Mancano prevenzione o leggi ad hoc?
«Sono convinta che serva un intervento normativo per rafforzare il sistema di prevenzione e contrasto. Il ministero dell’Interno sta lavorando ad un’ipotesi di fattispecie criminosa che consenta di disporre la confisca obbligatoria dei veicoli e degli strumenti necessari per l’organizzazione dell’intrattenimento e che preveda l’obbligo del ripristino dei luoghi. Sul piano preventivo, potremmo introdurre la possibilità di ricorrere ad altri strumenti investigativi, come già avviene per diversi reati di particolare gravità. Tutto questo per allinearci alla legislazione degli altri Paesi europei, nei quali, evidentemente, oggi gli organizzatori dei rave party rischiano molto di più. Su queste ipotesi ci sarà un confronto con il ministero della Giustizia». 

Il post lockdown, oltre alle proteste legate al rifiuto delle regole e al disagio sociale generato dalla crisi economica, sta mostrando un’altra faccia della violenza, quella giovanile. E c’è chi ammazza per un aperitivo mancato. Quali le cause di una “movida” troppo spesso violenta?
«Quello del disagio giovanile non è solo un problema di ordine pubblico. Ci sono moltissimi ragazzi ai quali bisogna dare innanzitutto risposte concrete, senza dimenticare la socialità e la fruibilità dei luoghi di ritrovo. Venendo alla movida violenta, l’alta concentrazione di pub e di ristoranti in alcune aree urbane non facilita certo le attività di controllo messe in campo dai prefetti e dalle forze di polizia che comunque fanno ogni sforzo per predisporre servizi mirati negli orari più a rischio. Un anno fa, dopo l’omicidio a Colleferro del giovane Willy Monteiro Duarte, abbiamo rafforzato la norma che permette ai questori di disporre il divieto di accesso ai locali pubblici nei confronti delle persone denunciate o condannate anche con sentenza non definitiva. I dati dimostrano l’efficacia di questa strategia basata in particolare sulle misure di prevenzione personali: nei primi tre trimestri del 2021, sono stati adottati 847 provvedimenti di questo tipo mentre i Daspo urbani per la movida violenta erano stati appena 18 nell’analogo periodo del 2020». 

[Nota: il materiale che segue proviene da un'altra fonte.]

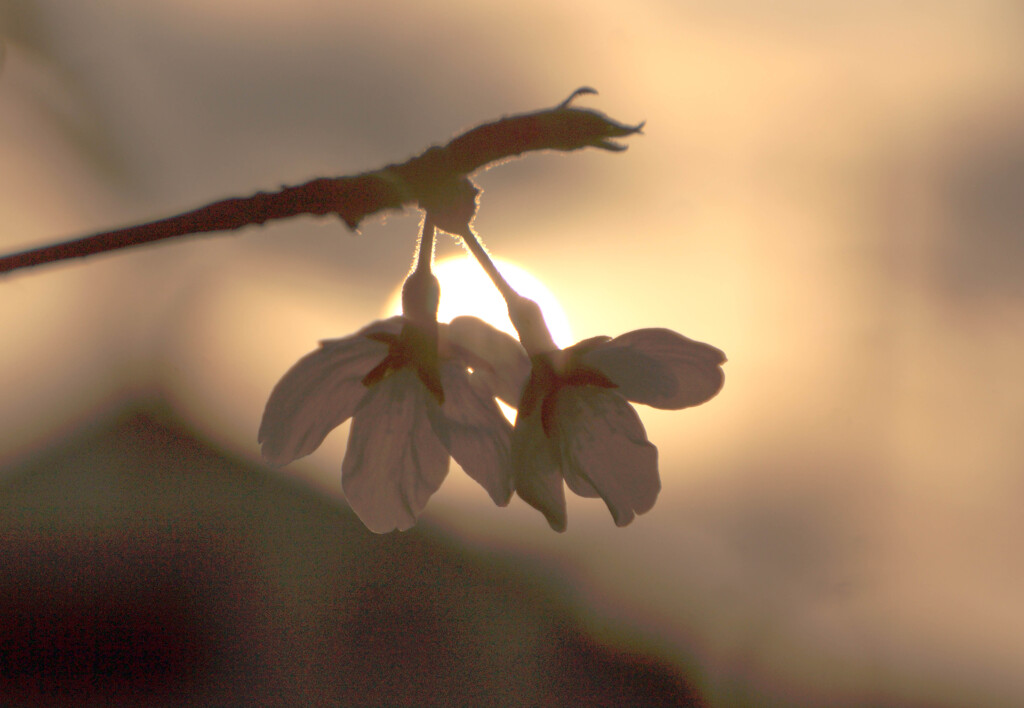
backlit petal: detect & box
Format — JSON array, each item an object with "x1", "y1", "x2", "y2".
[
  {"x1": 554, "y1": 386, "x2": 662, "y2": 526},
  {"x1": 258, "y1": 318, "x2": 401, "y2": 465},
  {"x1": 582, "y1": 329, "x2": 725, "y2": 409},
  {"x1": 512, "y1": 409, "x2": 566, "y2": 531},
  {"x1": 341, "y1": 369, "x2": 449, "y2": 534},
  {"x1": 428, "y1": 362, "x2": 512, "y2": 506},
  {"x1": 441, "y1": 317, "x2": 529, "y2": 406}
]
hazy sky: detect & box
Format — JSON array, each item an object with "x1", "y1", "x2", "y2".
[{"x1": 0, "y1": 0, "x2": 1024, "y2": 705}]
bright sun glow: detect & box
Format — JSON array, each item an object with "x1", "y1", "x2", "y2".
[{"x1": 387, "y1": 256, "x2": 572, "y2": 346}]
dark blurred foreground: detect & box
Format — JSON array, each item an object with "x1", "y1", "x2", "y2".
[{"x1": 0, "y1": 413, "x2": 701, "y2": 706}]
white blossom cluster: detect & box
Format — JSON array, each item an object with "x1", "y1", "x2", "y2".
[{"x1": 259, "y1": 214, "x2": 725, "y2": 533}]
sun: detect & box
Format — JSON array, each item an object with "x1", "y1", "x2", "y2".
[{"x1": 387, "y1": 256, "x2": 572, "y2": 347}]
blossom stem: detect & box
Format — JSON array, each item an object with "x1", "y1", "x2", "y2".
[
  {"x1": 459, "y1": 226, "x2": 518, "y2": 304},
  {"x1": 459, "y1": 226, "x2": 558, "y2": 357},
  {"x1": 415, "y1": 214, "x2": 436, "y2": 273}
]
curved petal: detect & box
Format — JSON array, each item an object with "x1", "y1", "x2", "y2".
[
  {"x1": 441, "y1": 316, "x2": 529, "y2": 406},
  {"x1": 555, "y1": 386, "x2": 662, "y2": 526},
  {"x1": 428, "y1": 362, "x2": 512, "y2": 506},
  {"x1": 512, "y1": 409, "x2": 566, "y2": 531},
  {"x1": 257, "y1": 318, "x2": 401, "y2": 465},
  {"x1": 582, "y1": 329, "x2": 725, "y2": 410},
  {"x1": 341, "y1": 369, "x2": 449, "y2": 534}
]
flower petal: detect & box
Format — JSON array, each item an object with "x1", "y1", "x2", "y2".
[
  {"x1": 512, "y1": 409, "x2": 566, "y2": 531},
  {"x1": 341, "y1": 369, "x2": 449, "y2": 534},
  {"x1": 428, "y1": 362, "x2": 512, "y2": 506},
  {"x1": 441, "y1": 316, "x2": 529, "y2": 406},
  {"x1": 554, "y1": 386, "x2": 662, "y2": 526},
  {"x1": 257, "y1": 318, "x2": 401, "y2": 465},
  {"x1": 582, "y1": 329, "x2": 725, "y2": 410}
]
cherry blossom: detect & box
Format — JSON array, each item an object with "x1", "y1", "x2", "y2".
[
  {"x1": 509, "y1": 298, "x2": 725, "y2": 531},
  {"x1": 259, "y1": 317, "x2": 528, "y2": 533}
]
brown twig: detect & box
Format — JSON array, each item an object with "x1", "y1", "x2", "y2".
[{"x1": 0, "y1": 88, "x2": 643, "y2": 274}]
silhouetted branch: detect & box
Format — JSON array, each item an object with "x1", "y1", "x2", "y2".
[{"x1": 0, "y1": 87, "x2": 643, "y2": 274}]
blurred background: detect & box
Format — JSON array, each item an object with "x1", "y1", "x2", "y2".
[{"x1": 0, "y1": 0, "x2": 1024, "y2": 706}]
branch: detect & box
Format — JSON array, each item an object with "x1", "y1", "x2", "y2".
[{"x1": 0, "y1": 88, "x2": 643, "y2": 274}]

Ogni sabato si sta riproponendo il problema delle manifestazioni che bloccano i centri storici. E i commercianti cominciano a reagire perché le loro attività stanno subendo forti danni. C’è il diritto di manifestare ma anche quello di lavorare. Come contemperare le due cose?
«Stiamo attraversando una fase molto delicata per il Paese, in cui bisogna coniugare il diritto di manifestare con la tutela della salute pubblica, preservando al contempo i legittimi interessi degli esercizi commerciali in difficoltà anche per l’intensificazione dei cortei e di altre forme di protesta. Per questo, i prefetti e i questori sono impegnati al massimo per fare rispettare le regole, in modo da limitare i disagi che ricadono sulle diverse categorie economiche».

Proteste incontrollate e guerriglia urbana alimentano gli attacchi della Lega e di Fratelli d’Italia. Il premier Draghi è schierato al suo fianco, ma non si sente troppo sotto esame?
«Chi siede al vertice del Viminale è sempre sotto esame. E io cerco di affrontare ogni giornata di lavoro con la dovuta serenità, ascoltando sempre chi avanza proposte concrete e dà consigli costruttivi per affrontare problemi complessi e strutturali, come l’immigrazione irregolare, che non si risolvono certo con dichiarazioni propagandistiche».